Date: 2016-02-09 01:31 am (UTC)
alt_ernie: (Considers)
From: [personal profile] alt_ernie
Wouldn't call it 'missed excitement.'

I don't know.

See, I wonder sometimes if things would've been different if I hadn't turned down Sue like that. When she approached me, that is. (Course I had to find out after all was said and done because people have a habit of obliviating me. Story of my life, really. Oblivious. That's me in one.)

So yeah. I wonder whether it would've made a difference to have a place where you could think and sort things out and not be so alone or feel so hopeless or so bloody terrified about tripping up.

Because I was. All the time.

But that's the rub, innit? Too much of a coward to take a risk, so I blew my chance to not be as much of a coward, but even then, might've still been in over my head.

Figure it's more that I resent myself, if I'm being honest.

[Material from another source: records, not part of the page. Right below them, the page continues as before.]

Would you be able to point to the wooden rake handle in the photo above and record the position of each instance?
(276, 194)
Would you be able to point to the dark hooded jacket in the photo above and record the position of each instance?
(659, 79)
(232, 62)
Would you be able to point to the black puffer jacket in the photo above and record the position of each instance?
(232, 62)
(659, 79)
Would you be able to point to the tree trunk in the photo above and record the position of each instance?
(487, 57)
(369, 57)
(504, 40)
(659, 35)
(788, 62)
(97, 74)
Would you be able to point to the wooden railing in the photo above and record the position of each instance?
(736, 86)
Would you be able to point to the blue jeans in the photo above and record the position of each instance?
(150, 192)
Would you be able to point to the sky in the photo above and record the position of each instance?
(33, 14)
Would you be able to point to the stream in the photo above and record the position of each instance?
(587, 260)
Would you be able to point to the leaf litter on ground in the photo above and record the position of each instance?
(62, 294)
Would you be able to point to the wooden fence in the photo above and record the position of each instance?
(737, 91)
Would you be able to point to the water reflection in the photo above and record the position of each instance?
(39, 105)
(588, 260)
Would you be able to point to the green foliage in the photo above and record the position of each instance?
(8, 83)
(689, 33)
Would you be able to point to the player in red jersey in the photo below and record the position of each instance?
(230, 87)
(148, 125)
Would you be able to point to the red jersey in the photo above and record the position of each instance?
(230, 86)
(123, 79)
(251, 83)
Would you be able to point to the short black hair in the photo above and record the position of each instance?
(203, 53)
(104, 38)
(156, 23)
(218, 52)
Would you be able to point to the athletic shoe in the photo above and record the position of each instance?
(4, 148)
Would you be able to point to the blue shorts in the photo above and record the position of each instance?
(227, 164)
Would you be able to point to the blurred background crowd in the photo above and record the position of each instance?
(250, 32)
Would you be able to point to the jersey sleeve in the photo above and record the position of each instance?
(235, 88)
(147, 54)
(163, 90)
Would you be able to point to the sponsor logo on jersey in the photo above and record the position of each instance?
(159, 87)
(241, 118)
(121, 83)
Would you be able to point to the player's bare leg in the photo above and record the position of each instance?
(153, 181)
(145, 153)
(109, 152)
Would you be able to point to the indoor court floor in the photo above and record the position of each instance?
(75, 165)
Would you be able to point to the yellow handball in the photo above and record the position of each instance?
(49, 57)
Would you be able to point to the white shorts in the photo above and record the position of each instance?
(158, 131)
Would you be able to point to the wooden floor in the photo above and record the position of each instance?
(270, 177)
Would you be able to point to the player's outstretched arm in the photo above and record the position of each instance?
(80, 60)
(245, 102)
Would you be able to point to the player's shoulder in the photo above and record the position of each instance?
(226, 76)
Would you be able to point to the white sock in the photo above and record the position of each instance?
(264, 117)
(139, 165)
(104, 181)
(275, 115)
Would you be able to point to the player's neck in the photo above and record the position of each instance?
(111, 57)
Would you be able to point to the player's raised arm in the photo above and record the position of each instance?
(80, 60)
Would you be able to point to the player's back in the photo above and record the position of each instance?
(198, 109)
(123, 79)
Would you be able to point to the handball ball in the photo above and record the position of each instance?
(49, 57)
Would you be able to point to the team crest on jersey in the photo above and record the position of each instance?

And you know, being honest doesn't come easy. Had to really work at it, you know. To be honest about what I did, and what I didn't do. And what was real and what wasn't.

So that brings us to part one, I guess. Because you get told things enough, things you're supposed to just accept. And some of them don't fit or make sense. So there's these lies you tell yourself to stay safe, because you're too thick to see what sort of choices you have beyond 'follow the rules' and 'don't rock the boat', and you tell them to yourself often enough, you start to sort of believe them because otherwise you've got nothing to hold on to.

And then a whole bunch of people turn round and go, 'Yeah, those were all lies though,' and this reality you cobbled together with spellotape just sort of falls apart, and you feel like a right idiot.

Which is to say, there's a whole tonne of things that I didn't know, but part of it was because I didn't want to know.

...and now I've gone on far longer than I thought I would. Anyways.